1- N°5 : caractère et destinée.

"L’astrologie dévoile les relations intimes qu’entretient le caractère avec la destinée. La destinée d’un individu est l’expression de son caractère."

Le mot caractère nous vient du grec kharaktêr, qui signifie un signe gravé.

Il signifie également ce qui est propre à une chose, son expression personnelle, son originalité. Par extension, le caractère définit l’ensemble des traits psychiques propres à un individu.

Le caractère se rapporte à la fois à l’expression originale d’un individu et à son thème astral, le signe gravé dans les cieux, qui nous représente et nous définit.

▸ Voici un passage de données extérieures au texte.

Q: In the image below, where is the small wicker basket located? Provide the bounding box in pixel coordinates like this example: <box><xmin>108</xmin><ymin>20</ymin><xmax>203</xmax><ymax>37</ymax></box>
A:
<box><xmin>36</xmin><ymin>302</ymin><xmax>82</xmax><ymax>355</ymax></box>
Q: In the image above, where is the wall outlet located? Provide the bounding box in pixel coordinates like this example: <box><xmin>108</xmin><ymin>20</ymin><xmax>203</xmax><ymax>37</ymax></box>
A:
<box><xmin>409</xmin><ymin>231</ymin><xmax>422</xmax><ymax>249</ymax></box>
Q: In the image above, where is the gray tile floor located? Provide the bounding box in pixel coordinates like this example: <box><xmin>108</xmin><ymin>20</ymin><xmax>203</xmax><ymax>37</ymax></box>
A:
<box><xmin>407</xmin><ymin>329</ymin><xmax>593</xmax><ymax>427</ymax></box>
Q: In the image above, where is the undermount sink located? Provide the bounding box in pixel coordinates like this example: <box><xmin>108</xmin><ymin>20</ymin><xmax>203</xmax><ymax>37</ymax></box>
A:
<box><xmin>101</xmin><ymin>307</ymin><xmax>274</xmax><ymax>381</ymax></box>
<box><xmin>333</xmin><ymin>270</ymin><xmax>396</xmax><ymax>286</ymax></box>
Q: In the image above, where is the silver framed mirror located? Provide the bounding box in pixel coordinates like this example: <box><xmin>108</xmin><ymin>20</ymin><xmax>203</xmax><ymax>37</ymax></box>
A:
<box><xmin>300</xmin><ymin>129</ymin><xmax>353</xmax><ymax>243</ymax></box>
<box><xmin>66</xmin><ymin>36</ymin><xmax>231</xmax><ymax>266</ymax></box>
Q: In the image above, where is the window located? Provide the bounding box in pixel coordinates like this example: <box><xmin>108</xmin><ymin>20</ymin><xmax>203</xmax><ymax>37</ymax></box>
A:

Le caractère est au départ cette infime portion de nos êtres, qui échappe au grand nivellement imposé par l’hérédité et par l’environnement de naissance (racial, familial, social et culturel). Il est ce qui nous rend unique. Au travers de ce petit germe de liberté, la nature développe en nous, patiemment, la sagesse, le pouvoir et l’amour.

Le terme de destinée est aussi riche en enseignements : il est à la racine du mot destination qui signifie le rôle, l’usage.

Le concept de destinée implique une fonction à remplir. Le caractère actualise la destinée, c’est-à-dire le rôle que nous avons à jouer dans cette existence, un rôle qui n’est pas imposé: on continue à confondre astrologie et fatalisme, on fait d’elle le chantre du c’était écrit, comme si sa fonction se bornait à décrire une destinée transformée en fatum, en une fatalité inéluctable à laquelle nul ne pourrait échapper. C’est tout à fait le contraire, puisque l’astrologie n’a de sens que si elle nous permet d’agir sur la destinée.